1. A method for reducing the adhesion tendency during the hot forming of a glass body (1), using at least two moulds (2, 3), which are positioned on either side of the glass body and are brought into contact with the glass body (1) at a temperature, at which the glass body (1) is deformable, whereby the moulds (2, 3) are configured with electrically conductive surfaces (4, 5), wherein the conductive surfaces (4, 5) of the moulds (2, 3) that come in contact with the glass body are supplied with an alternating current.

2. The method as recited in claim 1, wherein the electrically conductive surfaces (4, 5) of the moulds (2, 3) are separated by a distance of 0.6 mm to 30 mm.

3. The method as recited in one of the claims 1 or 2, wherein electrically conductive mould surfaces (4, 5) that are made of a metal, a metal alloy, an electrically conductive ceramic or a conductive coating are used.

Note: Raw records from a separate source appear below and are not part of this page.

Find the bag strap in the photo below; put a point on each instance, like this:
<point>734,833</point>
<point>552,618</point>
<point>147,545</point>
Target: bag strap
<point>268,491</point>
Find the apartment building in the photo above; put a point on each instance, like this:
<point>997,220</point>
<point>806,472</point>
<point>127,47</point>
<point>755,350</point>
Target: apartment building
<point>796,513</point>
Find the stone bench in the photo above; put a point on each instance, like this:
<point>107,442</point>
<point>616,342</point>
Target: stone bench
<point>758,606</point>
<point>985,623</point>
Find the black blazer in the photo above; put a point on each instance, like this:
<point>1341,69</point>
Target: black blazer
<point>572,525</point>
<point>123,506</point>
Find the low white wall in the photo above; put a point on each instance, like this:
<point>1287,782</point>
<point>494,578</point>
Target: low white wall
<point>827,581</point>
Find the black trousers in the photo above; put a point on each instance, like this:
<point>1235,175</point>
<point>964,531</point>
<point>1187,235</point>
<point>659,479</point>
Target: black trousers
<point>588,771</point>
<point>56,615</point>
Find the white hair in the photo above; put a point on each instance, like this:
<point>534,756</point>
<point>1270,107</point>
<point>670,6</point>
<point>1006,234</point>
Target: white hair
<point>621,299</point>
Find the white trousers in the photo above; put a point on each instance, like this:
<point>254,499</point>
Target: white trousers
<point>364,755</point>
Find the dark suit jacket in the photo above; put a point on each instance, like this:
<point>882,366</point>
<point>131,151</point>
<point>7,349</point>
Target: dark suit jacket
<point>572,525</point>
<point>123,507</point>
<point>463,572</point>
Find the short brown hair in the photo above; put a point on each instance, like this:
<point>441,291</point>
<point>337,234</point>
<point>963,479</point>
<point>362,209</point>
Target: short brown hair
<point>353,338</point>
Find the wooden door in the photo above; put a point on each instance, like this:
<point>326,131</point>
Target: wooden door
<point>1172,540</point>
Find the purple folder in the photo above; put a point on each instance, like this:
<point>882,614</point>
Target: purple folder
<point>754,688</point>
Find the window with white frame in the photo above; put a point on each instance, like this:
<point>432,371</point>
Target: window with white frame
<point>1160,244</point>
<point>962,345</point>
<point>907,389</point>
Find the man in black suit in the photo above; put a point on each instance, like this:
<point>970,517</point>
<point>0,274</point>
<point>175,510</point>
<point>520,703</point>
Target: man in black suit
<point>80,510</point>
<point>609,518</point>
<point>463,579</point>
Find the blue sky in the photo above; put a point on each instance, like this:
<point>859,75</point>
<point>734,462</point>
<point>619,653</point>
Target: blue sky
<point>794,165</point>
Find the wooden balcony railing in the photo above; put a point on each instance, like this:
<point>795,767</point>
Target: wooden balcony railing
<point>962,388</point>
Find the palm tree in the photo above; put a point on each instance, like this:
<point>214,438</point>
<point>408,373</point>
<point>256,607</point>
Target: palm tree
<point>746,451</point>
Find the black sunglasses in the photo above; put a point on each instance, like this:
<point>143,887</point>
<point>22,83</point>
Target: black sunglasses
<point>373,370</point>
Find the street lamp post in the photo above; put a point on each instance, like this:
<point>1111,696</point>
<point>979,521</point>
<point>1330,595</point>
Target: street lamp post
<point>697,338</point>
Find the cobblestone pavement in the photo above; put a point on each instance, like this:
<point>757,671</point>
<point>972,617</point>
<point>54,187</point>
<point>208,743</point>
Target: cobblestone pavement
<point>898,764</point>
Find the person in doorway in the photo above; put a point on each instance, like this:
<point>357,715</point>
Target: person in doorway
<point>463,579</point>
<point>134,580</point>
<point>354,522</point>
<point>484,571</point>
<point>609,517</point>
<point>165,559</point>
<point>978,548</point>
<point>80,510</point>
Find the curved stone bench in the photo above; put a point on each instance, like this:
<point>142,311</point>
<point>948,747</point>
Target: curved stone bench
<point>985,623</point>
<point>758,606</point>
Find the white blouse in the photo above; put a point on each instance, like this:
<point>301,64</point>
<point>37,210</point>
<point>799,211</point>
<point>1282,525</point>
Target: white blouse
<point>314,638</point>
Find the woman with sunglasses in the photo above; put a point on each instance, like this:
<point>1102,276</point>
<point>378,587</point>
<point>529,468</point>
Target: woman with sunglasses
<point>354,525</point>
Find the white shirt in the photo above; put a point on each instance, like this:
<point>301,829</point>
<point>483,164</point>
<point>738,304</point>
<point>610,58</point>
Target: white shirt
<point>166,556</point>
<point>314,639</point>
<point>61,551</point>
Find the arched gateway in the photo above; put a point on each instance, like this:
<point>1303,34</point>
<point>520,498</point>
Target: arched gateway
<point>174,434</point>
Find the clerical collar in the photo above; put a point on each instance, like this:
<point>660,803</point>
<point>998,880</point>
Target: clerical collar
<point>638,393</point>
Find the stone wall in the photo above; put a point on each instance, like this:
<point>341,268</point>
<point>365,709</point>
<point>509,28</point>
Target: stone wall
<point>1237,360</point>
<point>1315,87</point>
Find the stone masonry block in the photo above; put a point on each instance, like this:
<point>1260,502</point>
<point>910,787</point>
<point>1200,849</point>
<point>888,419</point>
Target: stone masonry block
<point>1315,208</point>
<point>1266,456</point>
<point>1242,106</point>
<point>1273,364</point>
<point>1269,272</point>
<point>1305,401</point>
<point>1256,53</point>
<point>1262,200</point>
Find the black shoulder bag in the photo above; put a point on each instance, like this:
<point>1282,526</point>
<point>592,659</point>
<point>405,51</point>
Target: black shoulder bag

4. The method as recited in one of the claims 1 through 3, wherein the alternating current is produced with a frequency of 2000 to 20,000 Hz.

5. The method as recited in one of the claims 1 through 4, wherein the alternating current is produced as square-wave voltage.

6. The method as recited in claim 5, wherein the square-wave voltage is produced as asymmetrical square-wave voltage (8).

7. A device for carrying out the method for reducing the adhesion tendency during the hot forming of a glass body (1) according to one of the claims 1 through 6, using at least two moulds (2, 3), which are positioned on either side of the glass body (1) and are brought into contact with the glass body (1) at a temperature, at which the glass body (1) is deformable, whereby the moulds (2, 3) are configured with an electrically conductive surface (4, 5), wherein the electrically conductive surfaces (4, 5) are connected to an alternating current source (9).

8. The device as recited in claim 7, wherein the moulds (2, 3) are equipped with at least one means (10) for adjusting the distance between it and the other mould.

9. The device as recited in claim 7 or 8, wherein the electrically conductive mould surfaces (4, 5) are made of a metal or a metal alloy.

10. The device as recited in claim 9, wherein the conductive surfaces (4, 5) of the moulds (2, 3) have a chromium coating (6).

11. The device as recited in claim 7 or 8, wherein the electrically conductive mould surfaces (4, 5) are configured with various coatings having different electrical conductivities, which said coatings are applied in sections.

12. The device as recited in claims 7 through 11, wherein a square-wave voltage generator (11) is used to generate the alternating current.

13. The device as recited in claim 12, wherein the square-wave voltage generator (11) is designed to generate a frequency of between 2000 and 20,000 Hz.

14. The device as recited in claim 12 or 13, wherein the square-wave voltage generator (11) is designed to generate an asymmetrical square-wave voltage (8).